The WebMD report said Woodcock stressed in the news conference that no direct link has yet been established between the contaminant and the adverse reactions:

“We don’t yet have direct causal link between the contaminant and adverse events. Some of the batches of heparin causing the effect have this contaminant in them. So there is an association between the heparin-like compound and adverse events, but no causal relation yet.”

Baxter executives held a separate news conference where they reported they had traced the contaminant to raw materials sourced from China by its supplier, Scientific Protein Laboratories (SPL).

SPL issued a statement saying that it was too early to make a direct link between these raw materials from China and the adverse events.

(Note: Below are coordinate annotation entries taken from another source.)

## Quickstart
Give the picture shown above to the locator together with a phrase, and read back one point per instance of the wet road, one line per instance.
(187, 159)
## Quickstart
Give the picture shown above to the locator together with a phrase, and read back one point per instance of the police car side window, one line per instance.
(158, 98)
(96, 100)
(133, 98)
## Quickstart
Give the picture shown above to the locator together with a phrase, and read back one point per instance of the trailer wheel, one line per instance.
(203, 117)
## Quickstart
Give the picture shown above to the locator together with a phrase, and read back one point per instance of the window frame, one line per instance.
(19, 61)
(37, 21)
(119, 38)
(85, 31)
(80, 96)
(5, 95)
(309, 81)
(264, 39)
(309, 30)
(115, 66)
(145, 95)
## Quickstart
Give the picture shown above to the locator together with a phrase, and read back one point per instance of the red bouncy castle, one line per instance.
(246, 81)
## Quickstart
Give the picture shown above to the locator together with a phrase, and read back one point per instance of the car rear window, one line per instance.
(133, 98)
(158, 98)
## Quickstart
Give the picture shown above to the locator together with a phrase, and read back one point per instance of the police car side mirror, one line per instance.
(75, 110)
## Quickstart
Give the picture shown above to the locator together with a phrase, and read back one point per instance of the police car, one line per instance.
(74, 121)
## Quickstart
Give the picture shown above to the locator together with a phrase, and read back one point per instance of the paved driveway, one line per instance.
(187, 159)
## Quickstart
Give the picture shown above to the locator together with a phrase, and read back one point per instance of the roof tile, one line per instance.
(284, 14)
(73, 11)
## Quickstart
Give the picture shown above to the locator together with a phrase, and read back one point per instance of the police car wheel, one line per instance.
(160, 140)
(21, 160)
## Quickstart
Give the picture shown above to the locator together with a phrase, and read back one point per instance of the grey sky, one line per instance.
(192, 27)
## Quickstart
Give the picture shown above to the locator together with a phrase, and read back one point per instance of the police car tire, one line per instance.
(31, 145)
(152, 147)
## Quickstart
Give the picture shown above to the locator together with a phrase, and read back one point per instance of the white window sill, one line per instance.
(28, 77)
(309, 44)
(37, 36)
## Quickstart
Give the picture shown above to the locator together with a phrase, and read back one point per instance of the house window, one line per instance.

A spokesman for SPL, Wayne Pines, told the New York Times that there is no information to say whether the contamination was deliberate, nothing had been proved and no one knew what happened:

“There is no evidence of counterfeiting or tampering or anything of that nature,” said Pines.

President of medication delivery at Baxter, Peter J Arduini, said that the US had been sourcing heparin from China for over 10 years, and that before opening their own plant in China, SPL had already been obtaining heparin’s active ingredient from there “for years”.

Arduini said that over the last 12 years, over half a billion doses of heparin supplied to the US market contained active ingredient sourced in China, reported WebMD.

Arduini said Baxter had ruled out problems at the end of the process where inactive ingredients are added and the product is packaged. The problem is happening before the product reaches Baxter he told the news conference, it’s either before it gets to the SPL plant, or it’s in the processing before it reaches Baxter:

“The active pharmaceutical ingredient is now the primary focus of our investigation,” said Arduini according to ABC News.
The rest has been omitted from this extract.